We as engineers somewhere have a level somewhere where everything beneath that is a black box…
Jake Wharton, Fragmented Episode 7, 1:12:00
For a while now, anything security or crypto related on Android has been a black box for me. For example, when I read the docs on Android’s KeyStore
class or hear about Android’s Fingerprint authentication functionality on Fragmented, I often feel like I’m just barely understanding what’s being said. Recently, that’s started to change, as I’ve started taking a Crypto course on Coursera.
This post is the first of several attempts to solidify the concepts I learn in that course by telling you about them and about how those concepts relate to Android development.1 Hopefully, by the end of all of this, we’ll both understand things like the KeyStore
and HTTPS connections on Android a little better. This first post, however, isn’t going to be very Android heavy, as I merely want to try to introduce cryptography by motivating why we need a science of cryptography in the first place. Let’s get to it.
Why Cryptography?
So, why do we need cryptography? This isn’t the same as asking we need encryption. That’s obvious and uninteresting: sometimes we want to communicate with others without other people knowing what we’re saying. I don’t want people to know my credit card number when I buy something on Amazon, for example.

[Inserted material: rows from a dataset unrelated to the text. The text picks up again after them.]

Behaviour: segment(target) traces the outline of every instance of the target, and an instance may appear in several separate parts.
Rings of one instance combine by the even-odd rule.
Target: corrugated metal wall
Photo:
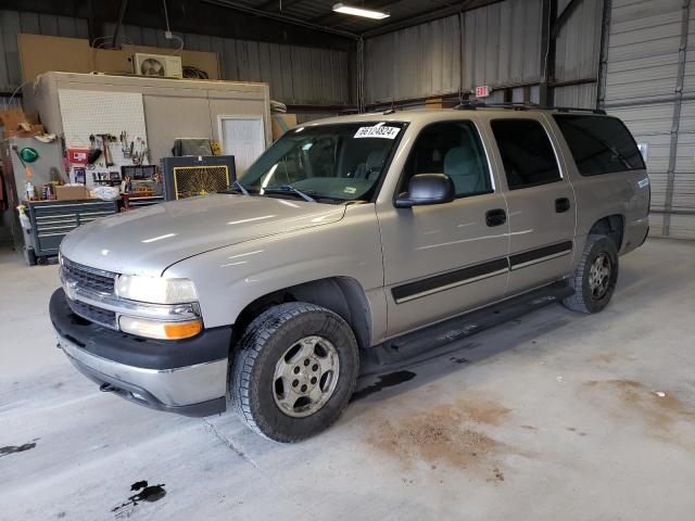
[[[558,2],[558,13],[569,1]],[[555,45],[556,82],[597,78],[603,5],[603,0],[583,0],[558,33]],[[556,87],[555,105],[595,107],[596,90],[596,81]]]
[[[558,2],[558,12],[569,0]],[[595,78],[603,0],[584,0],[558,34],[556,79]],[[531,86],[539,101],[541,0],[507,0],[427,24],[367,39],[367,105],[455,94],[476,86]],[[463,51],[463,52],[462,52]],[[514,101],[523,100],[514,88]],[[555,89],[556,104],[595,106],[596,85]],[[494,92],[490,101],[503,101]]]
[[[104,30],[113,31],[105,24]],[[11,92],[21,82],[16,37],[20,33],[87,38],[81,18],[0,11],[0,91]],[[168,47],[162,30],[124,26],[122,34],[135,45]],[[235,40],[181,34],[186,49],[219,53],[225,79],[267,81],[270,96],[288,104],[350,104],[348,52],[311,47]]]
[[[695,239],[694,18],[683,0],[612,0],[610,11],[604,103],[648,145],[650,233],[661,237]]]

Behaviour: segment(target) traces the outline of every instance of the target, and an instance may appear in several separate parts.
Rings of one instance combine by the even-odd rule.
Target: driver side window
[[[399,193],[407,192],[416,174],[446,174],[457,198],[492,193],[488,158],[472,122],[429,125],[417,137],[401,178]]]

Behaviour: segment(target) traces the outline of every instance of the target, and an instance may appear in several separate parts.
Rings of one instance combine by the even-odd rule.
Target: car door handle
[[[507,221],[507,213],[502,208],[489,209],[485,212],[485,224],[488,226],[501,226]]]
[[[555,212],[561,214],[563,212],[567,212],[569,209],[569,199],[559,198],[555,200]]]

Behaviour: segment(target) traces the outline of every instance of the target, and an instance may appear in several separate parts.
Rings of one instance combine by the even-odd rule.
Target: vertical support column
[[[540,102],[542,106],[553,105],[553,88],[555,77],[555,35],[553,25],[557,18],[557,0],[543,0],[541,26],[541,85]]]
[[[357,111],[365,112],[365,39],[357,40]]]
[[[669,151],[669,169],[666,177],[666,201],[664,203],[664,223],[661,234],[669,237],[671,228],[671,209],[673,207],[673,185],[675,181],[675,163],[678,154],[678,135],[681,126],[681,106],[683,102],[683,81],[685,77],[685,53],[687,51],[687,29],[690,26],[691,0],[683,0],[681,14],[681,43],[678,49],[678,77],[673,97],[673,119],[671,122],[671,147]]]
[[[596,109],[603,109],[606,104],[606,76],[608,74],[608,46],[610,43],[610,13],[611,0],[604,0],[603,16],[601,23],[601,51],[598,54],[598,86],[596,89]]]

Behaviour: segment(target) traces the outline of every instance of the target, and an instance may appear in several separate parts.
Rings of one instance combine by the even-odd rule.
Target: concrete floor
[[[279,445],[100,393],[54,347],[55,266],[5,250],[0,519],[693,519],[695,243],[621,262],[604,313],[549,305],[363,379],[328,432]],[[142,480],[163,492],[134,505]]]

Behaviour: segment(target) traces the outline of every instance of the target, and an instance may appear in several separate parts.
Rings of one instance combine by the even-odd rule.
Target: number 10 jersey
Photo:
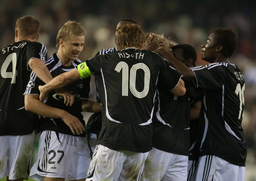
[[[36,75],[28,62],[32,58],[45,61],[47,50],[42,43],[16,42],[0,53],[0,136],[32,133],[39,123],[38,115],[25,109],[23,93],[35,86]],[[32,80],[28,83],[31,77]]]
[[[102,106],[98,144],[113,150],[149,151],[158,83],[172,89],[181,74],[157,54],[133,48],[87,60],[78,65],[80,72],[85,66],[97,80]]]

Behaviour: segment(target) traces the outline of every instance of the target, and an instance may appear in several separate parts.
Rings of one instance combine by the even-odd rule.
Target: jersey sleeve
[[[28,49],[27,53],[27,63],[28,69],[30,70],[28,62],[31,58],[39,59],[45,62],[47,57],[47,50],[45,45],[41,43],[33,42]]]
[[[103,57],[103,56],[94,57],[76,67],[81,77],[86,78],[92,74],[96,77],[100,74]]]
[[[197,87],[216,89],[222,88],[224,83],[226,72],[222,64],[210,64],[190,69],[196,75],[194,82]]]
[[[160,56],[158,57],[160,66],[158,75],[159,82],[165,85],[169,90],[172,90],[176,87],[183,76],[180,72],[170,66],[167,60]]]
[[[90,93],[90,82],[91,77],[89,77],[83,79],[83,93],[80,95],[80,98],[82,99],[89,99],[89,94]]]
[[[97,53],[95,55],[95,56],[98,56],[98,55],[100,55],[100,52],[101,51],[101,50],[99,51],[98,52],[97,52]]]
[[[31,71],[30,79],[27,85],[26,89],[23,94],[36,94],[39,95],[40,95],[40,91],[38,89],[38,87],[39,86],[42,86],[45,84],[33,72]]]

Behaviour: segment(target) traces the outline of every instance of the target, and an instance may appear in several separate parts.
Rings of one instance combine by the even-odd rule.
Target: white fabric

I’m asking why we need cryptography, a disciplined study of codes? Why do the KeyStore
docs or HTTPS seem so mysterious and complicated? Why can’t we just roll our own intuitive, simple mechanism for encrypting information so that it can only be read by our intended recipient?
Interestingly, people have been trying and failing to securely encrypt information for 1000s of years. Moreover, many of those attempts were not grounded in any kind of rigorous way of thinking about codes. In other words, they were simple, intuitive methods of encrypting information; they were attempts at encryption without cryptography.

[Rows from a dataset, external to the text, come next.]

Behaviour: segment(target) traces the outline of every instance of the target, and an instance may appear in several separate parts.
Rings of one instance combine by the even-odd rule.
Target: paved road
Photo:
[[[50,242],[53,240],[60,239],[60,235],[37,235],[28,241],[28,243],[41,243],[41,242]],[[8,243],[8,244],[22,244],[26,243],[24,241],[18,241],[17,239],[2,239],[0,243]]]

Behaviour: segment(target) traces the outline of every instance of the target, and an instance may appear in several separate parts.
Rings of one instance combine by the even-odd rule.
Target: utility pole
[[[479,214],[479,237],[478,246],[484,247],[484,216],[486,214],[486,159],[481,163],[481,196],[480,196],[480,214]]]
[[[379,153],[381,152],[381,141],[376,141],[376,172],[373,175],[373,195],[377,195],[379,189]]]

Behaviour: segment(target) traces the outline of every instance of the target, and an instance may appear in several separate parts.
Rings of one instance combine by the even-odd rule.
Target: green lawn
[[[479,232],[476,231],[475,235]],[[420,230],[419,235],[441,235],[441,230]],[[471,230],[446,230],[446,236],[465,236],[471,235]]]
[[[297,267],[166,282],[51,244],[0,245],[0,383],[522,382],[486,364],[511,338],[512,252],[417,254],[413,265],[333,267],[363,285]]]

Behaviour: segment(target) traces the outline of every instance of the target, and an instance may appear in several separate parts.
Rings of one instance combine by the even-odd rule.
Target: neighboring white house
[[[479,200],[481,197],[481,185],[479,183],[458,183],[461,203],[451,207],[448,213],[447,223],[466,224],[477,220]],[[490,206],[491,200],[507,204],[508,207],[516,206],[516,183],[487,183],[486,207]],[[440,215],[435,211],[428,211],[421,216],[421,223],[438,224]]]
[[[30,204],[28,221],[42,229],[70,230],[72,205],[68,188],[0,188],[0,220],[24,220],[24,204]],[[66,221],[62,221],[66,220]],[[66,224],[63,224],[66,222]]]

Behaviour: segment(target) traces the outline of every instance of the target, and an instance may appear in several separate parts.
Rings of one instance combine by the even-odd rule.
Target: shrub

So that’s why we need cryptography: our intuitive, simple methods of encryption provide no guarantee of security; security is hard.
A Bad Cipher
Let’s look at an example. Suppose we want to encrypt a message using a substitution cipher. A substitution cipher works by substituting letters in a message with other letters to generate an encrypted message. Here’s a test of some code that does exactly that:
@Test
public void encryptsShortText() throws Exception {
Map<Character, Character> key = new HashMap<Character, Character>(26);
key.put('a', 'z'); key.put('j', 'q'); key.put('s', 'h');
key.put('b', 'y'); key.put('k', 'p'); key.put('t', 'g');
key.put('c', 'x'); key.put('l', 'o'); key.put('u', 'f');
key.put('d', 'w'); key.put('m', 'n'); key.put('v', 'e');
key.put('e', 'v'); key.put('n', 'm'); key.put('w', 'd');
key.put('f', 'u'); key.put('o', 'l'); key.put('x', 'c');
key.put('g', 't'); key.put('p', 'k'); key.put('y', 'b');
key.put('h', 's'); key.put('q', 'j'); key.put('z', 'a');
key.put('i', 'r'); key.put('r', 'i');
Cipher cipher = new SubstitutionCipher(key);
final String cipherText = cipher.encrypt("hello world");
assertEquals("svool dliow", cipherText);
}
The specific key we used for this substitution cipher just “reverses” the alphabet, but we could use any of the 26!
possible keys for the substitution cipher to encrypt messages. The fact that there are 26!
possible ways of encrypting a message using this cipher may make it seem like substitution ciphers are pretty effective.
However, that’s not true at all. In fact, someone can decrypt a message without even searching through the 26!
possible keys to find the correct one to decrypt a message. Interestingly, the problem is not that we need more than 26!
possible keys.
Rather, the problem is that an attacker could exploit the fact that the usage of letters or groups of letters in the english language have predictable frequency. “E”, for example, occurs roughly 12.7% of the time in english. When the attacker analyzes a text and notices that a particular character is used roughly 12.7% of the time, he’ll know that that character is actually an “E”. The pair “th”, to take another example, has a well known frequency. She can repeat this process for all letters until she discovers the key.
Towards Cryptography
So, the intuitive way of thinking about codes is likely to lead to weeping and gnashing of teeth. What we need instead is a precise way of stating how secure our encryption mechanisms are and a way of proving that our mechanisms satisfy our desired level of security. Talking with precision and communicating proofs requires special language, so next time, we’ll bring on the fancy vocabulary and symbols!
“Hold off on the symbols,” some readers might think, “You haven’t shown that we need rigorous study of codes yet. Why assume the attacker knows anything at all about the message? In real life, an attacker would have a harder time decrypting a message, since they wouldn’t know anything about it ahead of time.”
This is wrong-headed for two reasons.
First, although an attacker may have a slightly more difficult time decrypting a text if they know absolutely nothing about it, they can actually work by trial and error until they arrive at a sensible decryption. With the above example, an attacker can say, “I don’t know what language this message is in, but I’ll run my algorithm on German, French, and English and see what crops up.
Second, in many situations, attackers will actually know a few things about the messages that are being sent back and forth. This is because computers must communicate according to well-known protocols.
Conclusion
So we really do need a careful study of encryption. We need cryptography. What that means is that the means by which the messages are encrypted and decrypted must be known and studied by everyone to ensure that they are secure.
I’d like to conclude by noting that all of this means that cryptography actually allows us to something pretty remarkable: someone who intercepts an encrypted message and knows both how it was encrypted – because the guts of ciphers must be studied and known to be secure – and what parts of the decrypted message are – because computers must communicate using common protocols – still can’t decrypt the rest of the message.
That’s really neat, and I hope it intrigues you in the same way that it does me: It’s a fact that makes me excited to work on making crypto the kind of thing that I don’t treat as a black box.
Notes
- This means that you shouldn’t take what I’m saying about security too seriously. I’m merely a student. Don’t try to build a secure system based on what I’m saying and then get mad it me when you find out its not secure.